家族の尻拭いが、依存をさらにエスカレートさせてしまう
そうです。義父がギャンブルで作った借金を義母が一人で尻拭いし、家計を支えてきたそうです。しかも、夫は高校生になるまで、その義母の苦労を全く知らなかったそうです。
夫が初めて借金を打ち明けたとき、「親父だって家を売るほど借金したけど、全然平気だった」と口にして驚いたのですが、「ギャンブルで借金をする父」「それを黙って尻拭いする母」を間近に見て、甘い考えを持ってしまったのではないかと、私は思っています。
――依存症克服には、家族がどう支えていくかが重要です。その点はどうされたのでしょうか?
まず、会話することから始めました。この問題に関わり、たくさんの家族の話を聞く機会がありましたが、会話が「親子間」にしかなく、「夫婦間」に少ない家庭が多いことに気づきました。実際、私も3人の子育てに追われ、十分な夫婦の会話を持てずにいました。たとえば、子どもを寝かしつけている時間に夫が帰宅したりすると、夕食の用意もせず、義母に任せていましたし、就寝時間も違うため、ゆっくり会話ができなかったのです。
――子育てが忙しく、ご主人と向き合う余裕がなかったんですね。
それだけではなく、「相手の話をじっくり聞く」ということを軽視していた面もあります。職場結婚だったため、夫の仕事の状況が分かるばかりに、話をろくに聞かずに「ああすればいいじゃない、こうすればいいじゃない」とまくし立てていたこともありました。そこで初心に帰り、子どもを寝かせた後には「夫婦の時間」を持つようにして、会話を増やしていきました。
――家族がサポートの仕方を間違うと克服を妨げてしまうと言われますが、接し方ではどんなことに気をつけましたか?
「世話を焼きすぎてはいけない」ということです。しかし、このことに気付いたのは、かなり後になってからでした。私の「世話女房気質」が、夫の依存症をエスカレートさせてしまったと思います。

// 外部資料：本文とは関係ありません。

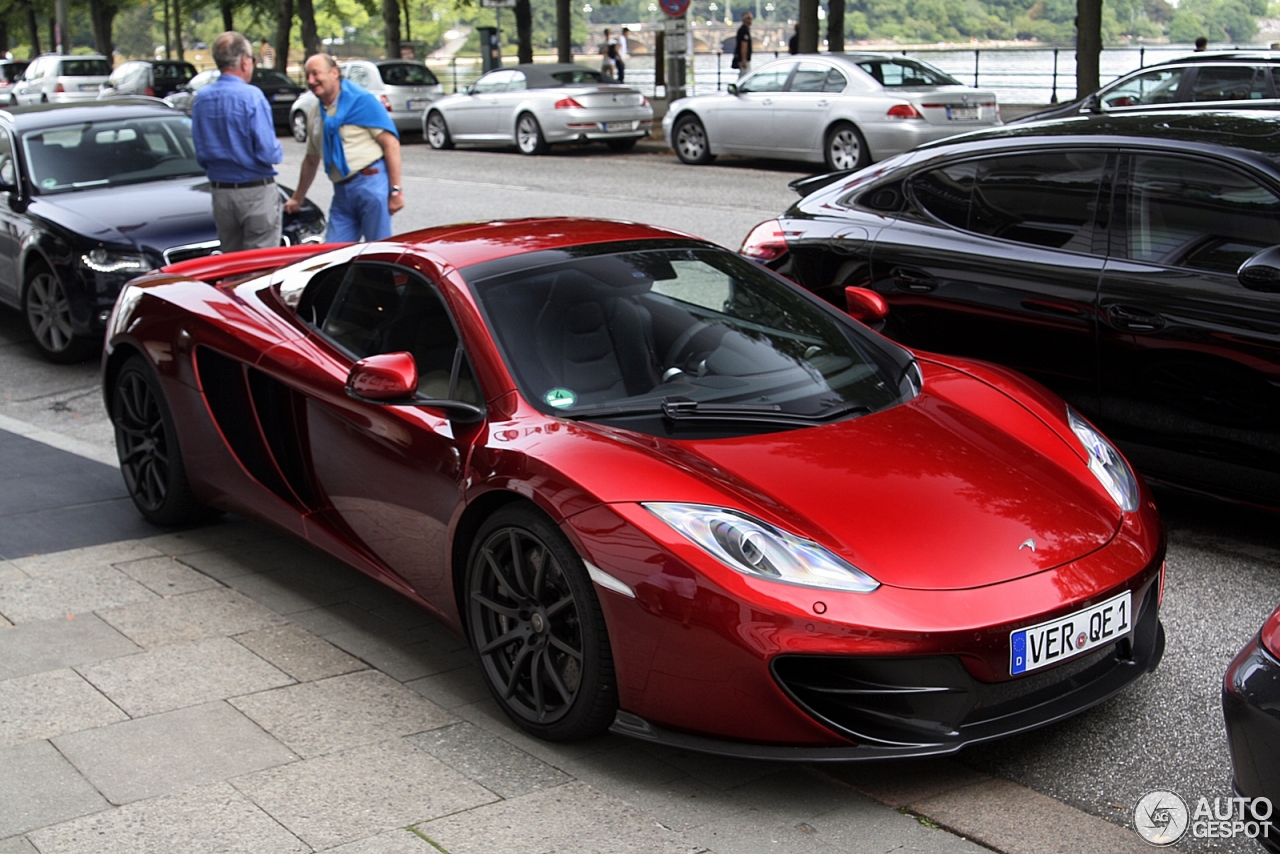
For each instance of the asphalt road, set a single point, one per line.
(1224, 561)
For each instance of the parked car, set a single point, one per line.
(54, 78)
(534, 106)
(279, 90)
(1228, 80)
(403, 86)
(1251, 707)
(845, 110)
(604, 455)
(1127, 261)
(99, 192)
(154, 78)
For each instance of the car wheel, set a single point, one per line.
(437, 132)
(845, 147)
(690, 138)
(529, 135)
(535, 621)
(147, 447)
(298, 124)
(49, 318)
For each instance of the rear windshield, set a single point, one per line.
(85, 68)
(407, 74)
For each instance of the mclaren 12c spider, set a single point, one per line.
(657, 488)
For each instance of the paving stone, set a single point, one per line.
(300, 653)
(40, 788)
(496, 765)
(359, 793)
(183, 675)
(69, 592)
(85, 558)
(49, 644)
(45, 704)
(205, 613)
(209, 818)
(167, 576)
(571, 818)
(314, 718)
(164, 754)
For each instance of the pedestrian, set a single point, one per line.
(236, 145)
(743, 48)
(355, 138)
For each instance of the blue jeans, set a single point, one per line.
(359, 210)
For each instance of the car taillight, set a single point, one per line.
(766, 242)
(904, 112)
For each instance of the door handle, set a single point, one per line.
(1133, 319)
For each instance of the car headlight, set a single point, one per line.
(104, 261)
(762, 551)
(1106, 464)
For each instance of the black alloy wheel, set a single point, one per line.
(535, 621)
(147, 447)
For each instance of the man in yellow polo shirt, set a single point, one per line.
(353, 136)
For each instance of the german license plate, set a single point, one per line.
(1068, 636)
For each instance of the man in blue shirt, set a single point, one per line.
(236, 144)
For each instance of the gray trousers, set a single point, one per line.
(248, 218)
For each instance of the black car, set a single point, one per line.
(100, 192)
(1251, 706)
(1130, 263)
(1228, 80)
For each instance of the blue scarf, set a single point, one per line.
(355, 106)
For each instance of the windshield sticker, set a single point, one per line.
(560, 398)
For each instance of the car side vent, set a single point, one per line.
(225, 386)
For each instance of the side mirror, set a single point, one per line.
(1261, 272)
(865, 305)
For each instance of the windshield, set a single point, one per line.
(100, 154)
(676, 336)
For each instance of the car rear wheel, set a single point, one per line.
(845, 147)
(535, 621)
(147, 447)
(438, 132)
(529, 135)
(49, 318)
(690, 138)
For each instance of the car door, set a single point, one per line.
(392, 475)
(1191, 355)
(999, 257)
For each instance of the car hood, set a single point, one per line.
(961, 487)
(155, 215)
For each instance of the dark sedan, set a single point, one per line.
(100, 192)
(1128, 263)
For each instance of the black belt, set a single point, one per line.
(260, 182)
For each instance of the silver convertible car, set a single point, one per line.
(841, 109)
(534, 106)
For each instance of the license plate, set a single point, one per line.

――あなた自身の気質も、家庭環境との関係があるのでしょうか?
そうです。私の母がすごく世話好きで情に厚い人なので、「女房は家族の世話を焼くものだ」と思って育ってきました。また、私は父を20歳で亡くしたこともあり、「好きなことをしても、生きてさえいればいいじゃないか」という気持ちが強かったのです。
そのため、夫がパチンコ好きでも、「ストレス発散になるし、たまにはいいじゃない」と許してしまい、依存症にまで進んでいたことに気付けなかったのです。また、「夫が喜ぶなら」と何でも希望をかなえてしまったり、どんなことも、夫の希望を優先させていたので、しだいに、会話から「私が」という主語がなくなっていたことにも気づきました。
親密な関係にある他者と、適度な精神的距離感を持って付き合えないことを「共依存」というのですが、私にも、この側面があるのかもしれません。
■共依存とは?
他者への依存心が強く、精神的な境界線を引けないあまりに、自分を犠牲にしてまで相手に尽くしたり、相手の行動や考え方をコントロールしようとする、人間関係に依存する依存症。依存症患者の家族に多い。